Billionaire pipeline magnate Kelcy Warren, who just months ago defeated environmentalists to finish his controversial Dakota Access oil pipeline, has stepped into the limelight once again — this time, to defend a natural gas line being built across the eastern U.S.
In a letter to U.S. lawmakers, Warren said he was “baffled” by federal energy regulators’ allegations that his company, Energy Transfer Partners LP, had violated rules in building the $4.2 billion, 700-mile (1,127-kilometer) Rover gas pipeline. The Federal Energy Regulatory Commission accused the company this month of falsely promising to avoid adverse impacts to historic resources while simultaneously working to destroy a historic house.

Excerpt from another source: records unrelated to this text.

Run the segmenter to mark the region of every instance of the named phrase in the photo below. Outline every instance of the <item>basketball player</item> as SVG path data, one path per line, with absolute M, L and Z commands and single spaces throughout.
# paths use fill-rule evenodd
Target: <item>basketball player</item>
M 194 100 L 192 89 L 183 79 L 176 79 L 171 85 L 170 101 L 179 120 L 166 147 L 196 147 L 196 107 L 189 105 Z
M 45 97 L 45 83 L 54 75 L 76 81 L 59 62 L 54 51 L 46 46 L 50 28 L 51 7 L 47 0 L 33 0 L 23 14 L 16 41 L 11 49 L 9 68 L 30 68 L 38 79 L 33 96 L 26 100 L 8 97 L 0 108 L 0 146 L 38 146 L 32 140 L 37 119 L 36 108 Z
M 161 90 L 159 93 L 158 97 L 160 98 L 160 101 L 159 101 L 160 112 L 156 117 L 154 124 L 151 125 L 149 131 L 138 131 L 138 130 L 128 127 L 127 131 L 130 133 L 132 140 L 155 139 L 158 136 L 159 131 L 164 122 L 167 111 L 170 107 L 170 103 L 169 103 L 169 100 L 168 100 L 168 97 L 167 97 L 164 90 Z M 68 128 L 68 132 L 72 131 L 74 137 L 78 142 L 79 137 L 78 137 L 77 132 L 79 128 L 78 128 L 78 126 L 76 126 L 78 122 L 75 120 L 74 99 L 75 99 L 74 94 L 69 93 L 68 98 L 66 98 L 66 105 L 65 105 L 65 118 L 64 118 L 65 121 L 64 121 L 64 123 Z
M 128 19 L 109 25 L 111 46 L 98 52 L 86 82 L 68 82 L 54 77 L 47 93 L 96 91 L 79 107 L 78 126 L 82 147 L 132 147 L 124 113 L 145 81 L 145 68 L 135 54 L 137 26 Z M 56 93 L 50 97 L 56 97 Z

The letter was a rare public statement for Warren, who has largely stayed out of the spotlight even as Energy Transfer’s pipeline projects became mired in controversy. Thousands of protesters had camped out at the site of the Dakota Access crude pipeline before Warren issued a memo in its defense. While that pipeline is now in service, the company’s still racing to finish the Rover gas line. Regulators suspended work on portions of Rover after the company disclosed massive spills of drilling fluids and are still investigating the demolition of the house in Ohio.
Warren was responding to a letter that U.S. Senator Maria Cantwell and Representative Frank Pallone, both Democrats, had written to the Federal Regulatory Energy Commission, calling for an investigation into what they described as “troubling incidents” involving the Rover pipeline.
An investigation like that would be “both unprecedented and unnecessary,” Warren wrote in his letter to the lawmakers Monday. “We are only too happy to share the facts.”
Separately on Monday, Energy Transfer said Blackstone Group LP had agreed to pay about $1.57 billion in cash for a 32.44 percent stake in its Rover pipeline unit.
The Rover project is meanwhile already behind schedule. Up until two weeks ago, Energy Transfer had been projecting that the first part of the line would be in service by the beginning of July.
The delays have boosted U.S. natural gas futures as traders bet more of the fuel will need to be shipped from the Gulf Coast to meet demand. Once in service, the Rover system will be capable of moving more than 3 billion cubic feet of gas from eastern U.S. shale formations to other markets daily.
For its part, the energy commission said in a filing Monday that a third-party review of Energy Transfer’s drilling program for the Rover project in Ohio failed to confirm that the company complied with standards because its records were too limited.